Here we illustrate how we can use Gaussian Process modeling to interpolate missing data and forecast time series. The basic idea is to first model the power spectral density of the observed data (learn from the data), and then by use the model, conditioned on the observed data, to fill the gaps (interpolate) and forecast unknown values.

We show how this works by first simulating a continuous light curve, and then introduce some gaps and then do the interpolation and forecasting.

Let’s import the libraries we need and set some properties of the plots for clarity

  • aztools is needed for the simulations (found here).
  • fqlag is needed for the modeling (found here).
import numpy as np
import aztools as az
import fqlag
import matplotlib.pyplot as plt

# change some settings in the plot to make them clear
plt.rcParams.update({
    'font.size': 16, 
    'font.family': 'monospace'
})

We now simulate a light curve. We follow the steps presented in details in the simulations post, which contains details of the parameters used for the simulation.

In short, we are simulating a light curve of length n, a mean mu, assuming the power density spectrum has a bending power-law shape, with parameters params. We then add observational Gaussian noise that is 10% of the mean. These represent the raw data set: tarr_raw, rarr_raw and rerr_raw. The latter is the observational error.

# input parameters 
seed = 239
np.random.seed(3322)
n = 256
params = [4e-4, -1, -2, 5e-2]
mu = 100
dt = 1.0

# simulation
sim = az.SimLC(seed=seed)
sim.add_model('broken_powerlaw', params)
sim.simulate(n*3, dt, mu, 'rms')
tarr_raw, rarr_raw = sim.t[:n], sim.x[:n]
rarr_raw = np.random.randn(n)*10 + rarr_raw
rerr_raw = rarr_raw*0 + 10

The next step is to add some gaps. The following produces semi-periodic gaps.

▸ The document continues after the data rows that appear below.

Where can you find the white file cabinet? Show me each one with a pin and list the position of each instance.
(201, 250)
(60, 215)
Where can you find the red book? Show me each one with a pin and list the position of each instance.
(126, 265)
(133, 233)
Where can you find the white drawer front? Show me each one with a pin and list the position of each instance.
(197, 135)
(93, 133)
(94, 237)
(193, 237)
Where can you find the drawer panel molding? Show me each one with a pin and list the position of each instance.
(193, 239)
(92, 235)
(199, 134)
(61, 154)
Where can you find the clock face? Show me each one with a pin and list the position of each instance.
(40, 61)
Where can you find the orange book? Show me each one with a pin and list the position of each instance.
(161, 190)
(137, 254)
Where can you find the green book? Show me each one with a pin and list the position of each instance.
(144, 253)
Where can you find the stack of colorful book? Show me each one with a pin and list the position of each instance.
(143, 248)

The new data arrays are: tarr, rarr and rerr

# add some gaps #
idx = np.arange(len(tarr_raw))
prob = np.cos(0.03*idx)**2
idxGap = np.sort(np.random.choice(idx, np.int(len(idx)/3), replace=False, p = prob/prob.sum()))
rarr = rarr_raw[idxGap]
rerr = rerr_raw[idxGap]
tarr = tarr_raw[idxGap]

Let’s plot the both the raw and gappy datasets

fig = plt.figure(figsize=(12,5))
plt.errorbar(tarr_raw, rarr_raw, rerr_raw, fmt='-', ms=4, lw=1, alpha=0.3, 
    label='Original Light Curve')
plt.errorbar(tarr, rarr, rerr, fmt='o', ms=4, lw=2, alpha=0.7, 
    label='Gappy Light curve')

plt.xlabel('Time')
plt.ylabel('Count Rate')
plt.ylim([0, 200])
plt.legend()

Simulated Light Curve


Modeling the Power Spectral Density

The next step is to model the power spectral density (PSD). fqlag allow for this to be modeled using a functional form, or as a piecewise funciton. See fqlag for details.

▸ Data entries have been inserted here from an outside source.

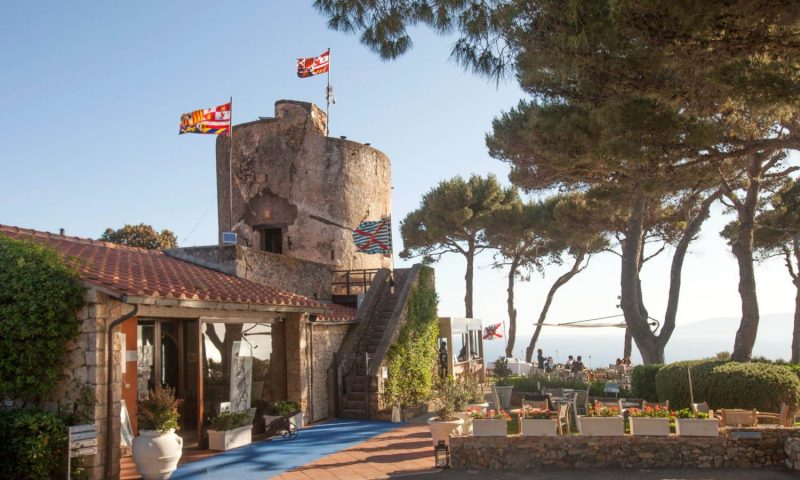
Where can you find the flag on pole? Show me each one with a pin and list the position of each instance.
(215, 121)
(308, 67)
(491, 332)
(374, 236)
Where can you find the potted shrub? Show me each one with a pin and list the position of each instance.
(651, 421)
(535, 422)
(601, 421)
(502, 384)
(230, 430)
(699, 424)
(157, 449)
(444, 422)
(491, 423)
(285, 408)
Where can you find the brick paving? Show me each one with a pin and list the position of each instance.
(403, 451)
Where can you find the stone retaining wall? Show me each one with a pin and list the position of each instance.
(740, 448)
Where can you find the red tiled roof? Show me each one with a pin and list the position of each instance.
(338, 313)
(137, 272)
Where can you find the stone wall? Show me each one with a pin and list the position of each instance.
(306, 278)
(288, 174)
(326, 338)
(740, 448)
(85, 375)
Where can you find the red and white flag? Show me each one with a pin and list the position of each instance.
(308, 67)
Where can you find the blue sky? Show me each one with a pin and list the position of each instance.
(92, 93)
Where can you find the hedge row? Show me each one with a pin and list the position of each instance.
(725, 384)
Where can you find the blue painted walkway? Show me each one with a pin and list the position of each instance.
(266, 459)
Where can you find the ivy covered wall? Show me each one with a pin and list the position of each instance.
(412, 359)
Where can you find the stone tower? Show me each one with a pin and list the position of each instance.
(299, 193)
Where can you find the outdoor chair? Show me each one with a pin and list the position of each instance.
(564, 427)
(734, 417)
(783, 418)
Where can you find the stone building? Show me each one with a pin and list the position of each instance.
(299, 193)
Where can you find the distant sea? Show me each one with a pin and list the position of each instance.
(600, 347)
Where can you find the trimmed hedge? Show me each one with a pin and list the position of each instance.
(33, 445)
(725, 384)
(643, 381)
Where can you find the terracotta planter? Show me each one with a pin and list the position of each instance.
(466, 427)
(538, 427)
(228, 439)
(697, 427)
(441, 431)
(156, 454)
(504, 395)
(655, 427)
(601, 426)
(489, 428)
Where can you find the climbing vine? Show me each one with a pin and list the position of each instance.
(412, 359)
(39, 300)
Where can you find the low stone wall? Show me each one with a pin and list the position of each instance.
(740, 448)
(792, 450)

Here, the observed light curve is modeled with a bending power-law function.

First, we define the low and high frequency limits available in the data, and set the fitting frequency range to be slightly larger than that.

Then, we initialize psdMod as a fqlag.Psdf object, giving the observed data as input, and selecting model='bpl' for bending power-law.

We then calculate the log-likelihood value for some input parameter values to check that everything works. The input parameters in this case are: [log_normlaization, index, log_frequency_break]. See fqlag for details.

# frequency bins
fmin = 1./(tarr[-1] - tarr[0])
fmax = 0.5/np.min(tarr[1:] - tarr[:-1])
fqBins = np.array([0.1*fmin, 2*fmax])

# initlize the model 
psdMod = fqlag.Psdf(tarr, rarr, rerr, fqBins, model='bpl')

# starting model prameters before doing the likelihood maximization
inPars = np.array([-4., -2., -3])
logLike = psdMod.loglikelihood(inPars)
print('The log-likelihood for the starting parameters is:', logLike)

The log-likelihood for the starting parameters is: -384.9716303489447

Now, we run the optimization routine to find the model parameters that maximize the likelihood.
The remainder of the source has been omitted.